If it looks like it is underfitting (e.g. if the training output and validation output are both blurry), then you can try the following.

  • Train for 4x as long until the training loss and validation loss both flatten.
  • Increase or decrease the learning rate one magnitude.
  • Make sure the batch size is a multiple of 2. Try increasing it to get more stable gradient updates or decreasing it to get faster iterations with more noise.
  • Try disabling any tricks you have like dropout.

Overfitting

Overfitting occurs when your model begins learning attributes specific to your training data, causing your validation loss to increase.
Historically this was a big concern for ML models and people relied heavily on regularization to address overfitting.
Recently though, overfitting has become less of a concern with larger ML models.

  • Increase the capacity and depth of the model.
  • Add more training data if you can.
  • Depending on your task, you can also try data augmentation (e.g. random crops, random rotations, random hue).

NaNs and Infs

You can get NaNs and Infs in either the forward pass or the backward pass.
To determine where, check the outputs of each layer and check the gradients.

In PyTorch, you can do:

assert torch.isfinite(my_tensor).all(), "my_tensor has NaNs or Infs"

In Tensorflow, you can do:

def all_finite(tensor):
  is_finite = tf.math.is_finite(tensor)
  all_finite = tf.math.reduce_all(is_finite)
  return all_finite.numpy()

assert all_finite(my_tensor), "my_tensor has NaNs or Infs"

# Or
tf.debugging.assert_all_finite(my_tensor, "my_tensor has NaNs or Infs")

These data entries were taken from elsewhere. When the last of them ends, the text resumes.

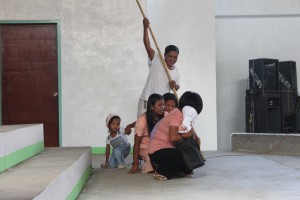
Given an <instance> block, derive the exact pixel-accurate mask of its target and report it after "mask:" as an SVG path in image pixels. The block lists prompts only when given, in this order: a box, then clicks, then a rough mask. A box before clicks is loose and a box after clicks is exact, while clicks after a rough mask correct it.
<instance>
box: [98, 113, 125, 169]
mask: <svg viewBox="0 0 300 200" xmlns="http://www.w3.org/2000/svg"><path fill="white" fill-rule="evenodd" d="M120 123H121V118H120V117H119V116H118V115H115V114H109V115H108V116H107V118H106V126H107V128H108V133H109V135H108V136H107V138H106V151H105V164H104V165H103V164H101V167H102V168H108V167H110V168H120V169H123V168H125V158H126V157H127V156H128V155H129V153H130V143H129V142H128V140H127V137H126V134H127V135H129V134H130V133H131V130H124V128H120ZM110 146H112V148H113V150H112V154H111V157H110V159H109V156H110Z"/></svg>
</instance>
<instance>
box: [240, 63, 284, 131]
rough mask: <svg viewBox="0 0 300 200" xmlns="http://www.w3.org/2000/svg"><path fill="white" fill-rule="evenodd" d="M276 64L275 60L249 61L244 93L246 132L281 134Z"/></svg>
mask: <svg viewBox="0 0 300 200" xmlns="http://www.w3.org/2000/svg"><path fill="white" fill-rule="evenodd" d="M278 64H279V61H278V60H276V59H266V58H262V59H253V60H249V90H247V91H246V131H247V132H254V133H280V132H282V124H283V123H282V115H281V112H282V111H281V107H280V104H281V100H280V94H279V92H278Z"/></svg>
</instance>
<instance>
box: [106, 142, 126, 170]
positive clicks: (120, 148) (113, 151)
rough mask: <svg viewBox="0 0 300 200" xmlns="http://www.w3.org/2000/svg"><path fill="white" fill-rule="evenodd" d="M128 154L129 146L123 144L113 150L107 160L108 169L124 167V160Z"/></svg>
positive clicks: (124, 142) (120, 144)
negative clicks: (107, 161) (110, 156)
mask: <svg viewBox="0 0 300 200" xmlns="http://www.w3.org/2000/svg"><path fill="white" fill-rule="evenodd" d="M129 153H130V144H129V143H128V144H127V143H126V142H124V143H122V144H120V145H118V146H117V147H115V148H113V150H112V154H111V157H110V159H109V167H110V168H117V167H125V158H126V157H127V156H128V155H129Z"/></svg>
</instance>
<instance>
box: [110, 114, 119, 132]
mask: <svg viewBox="0 0 300 200" xmlns="http://www.w3.org/2000/svg"><path fill="white" fill-rule="evenodd" d="M114 119H119V120H120V121H121V117H119V116H117V115H115V116H113V117H112V118H110V120H109V121H108V123H107V126H109V125H110V124H111V122H112V121H113V120H114ZM108 133H110V128H109V127H108Z"/></svg>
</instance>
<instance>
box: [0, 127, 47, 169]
mask: <svg viewBox="0 0 300 200" xmlns="http://www.w3.org/2000/svg"><path fill="white" fill-rule="evenodd" d="M43 150H44V130H43V124H21V125H3V126H0V172H2V171H5V170H6V169H8V168H10V167H12V166H14V165H16V164H18V163H20V162H22V161H23V160H26V159H27V158H30V157H31V156H33V155H36V154H38V153H39V152H41V151H43Z"/></svg>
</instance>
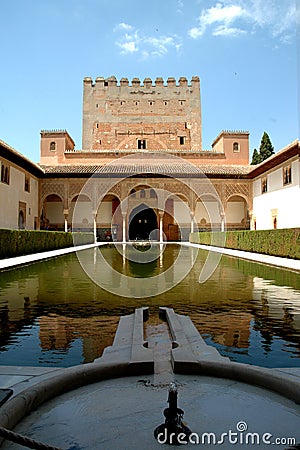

Typically, you get Infs and NaNs when there is an division by ~0 in the forward or backward pass.
However it is also possible that the learning rate is too high or your model is broken.
I typically debug by:

  • Dropping the learning rate to something super small 1e-10
  • Determining whether the NaN/Inf is in the forward or backward pass.
  • Checking that the training data has no NaNs or Infs.
  • Checking that there are no divides anywhere in the code or that all divides are safe.
  • Checking the gradients of trig functions in the code.

\( \DeclareMathOperator{\arcsec}{arcsec} \DeclareMathOperator{\arccot}{arccot} \DeclareMathOperator{\arccsc}{arccsc} \) The following functions have unstable (e.g. Inf) gradients at certain points:

  • Derivative of \(\log(x)\) is \(1/x\) which is Inf near 0
  • Derivative of \(\arcsin(x)\) and \(\arccos(x)\) are \(\frac{\pm 1}{\sqrt{1-x^2}}\) which are Inf near 1.
  • The derivatives of \(\arccsc(x)\) and \(\arcsec(x)\) are Inf near 0 and 1.

If you must use one of these functions near the unstable points, I suggest performing a linear or taylor series approximation near 0 and 1.

Other ways to mitigate NaNs and Infs are:

Soft Operations

The idea of soft operations are to make sure that gradients flow through the entire network rather than one specific path.
One example of this is softmax which allows you to apply gradients using a one-hot encoding.

  • Rather than regressing a real value \(\displaystyle x\) directly, output a probability distribution.
    • Output scores for \(\displaystyle P(x=j)\) for some fixed set of \(\displaystyle j\), do softmax, and take the expected value.
    • Or output \(\displaystyle \mu, \sigma\) and normalize the loss based on \(\displaystyle \sigma\).